After the publication of the SAFE study results, another Cochrane meta-analysis confirmed that volume therapy with albumin compared with crystalloids did not affect mortality in a heterogeneous group of ICU patients; however, the possibility of an albumin-related mortality increase was still suggested for a selected group of patients with hypoalbuminemia [40].
Therefore, a post hoc analysis of SAFE determined whether the outcomes were influenced by baseline serum albumin concentration [41]. Data on baseline serum albumin concentration were available for 6045 patients; overall 2451 (40.6%) patients had a baseline serum albumin concentration of 25 g/L or less, and 3594 (59.4%) patients had a baseline serum albumin concentration of more than 25 g/L. Patients in the low baseline albumin concentration group were older, more likely to be admitted to the ICU after surgery, more likely to have severe sepsis or acute respiratory distress syndrome, and less likely to have had TBI. After adjusting for baseline risk factors for death, a baseline serum albumin concentration of 25 g/L or less was independently associated with the risk of death. The outcomes of resuscitation with albumin and saline were similar irrespective of the patients’ baseline serum albumin concentration. The results of this post hoc analysis confirmed that the administration of IV albumin is safe not only in heterogeneous ICU patients but also in ICU patients with hypoalbuminemia. Not only survival, but also secondary endpoints were similar in the two treatment groups with baseline serum albumin concentration of 25 g/L or less, including length of stay in the ICU, length of hospital stay, duration of mechanical ventilation, and duration of kidney replacement therapy [41].

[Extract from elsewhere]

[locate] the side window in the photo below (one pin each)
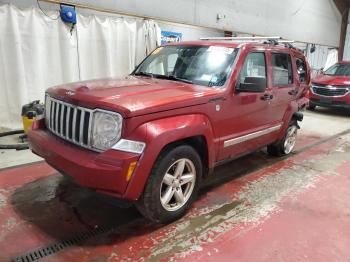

3.1.3. Effect of Baseline Serum Albumin Concentration on Ratios of the Volume of Albumin to the Volume of Saline Administered

Overall, in SAFE, a ratio during the first four days of approximately 1:1.4 was observed of the volume of albumin to the volume of saline administered [22]. Considering the volumes of study fluid used for hemodynamic stabilization in this double-blind pragmatic study, a significant difference between 4% albumin and 0.9% saline was observed mainly in the first ICU days (Table S1). In the patient group with baseline serum albumin concentration of 25 g/L or less, 4359 mL of IV saline and 2937 mL of IV albumin were administered as study fluids in the first seven ICU days (difference, 1422 mL); in the patient group with serum albumin of more than 25 g/L, these volumes were 3138 mL and 2661 mL, respectively (difference, 477 mL).
The ratios of saline to albumin were not reported in the post hoc publication on the role of baseline hypoalbuminemia in SAFE and are therefore shown here. The mean resuscitation fluid volumes administered per day for the first seven days by the treatment group and baseline serum albumin concentration given in Ref. [41], as shown in Table S1, were used to calculate saline-to-albumin ratios. The mean saline-to-albumin ratio for days 1–7 was significantly higher in the group of patients with a baseline serum albumin concentration of 25 g/L or less than in the patient group with a serum albumin level of more than 25 g/L (Mann–Whitney U test n = 7, mean ± SD = 1.45 ± 0.211 vs. 1.05 ± 0.214, p = 0.007) (Figure 4). These data strongly suggest that the volume effects of IV albumin are likely to be stronger in hypoalbuminemia than in normal serum albumin levels.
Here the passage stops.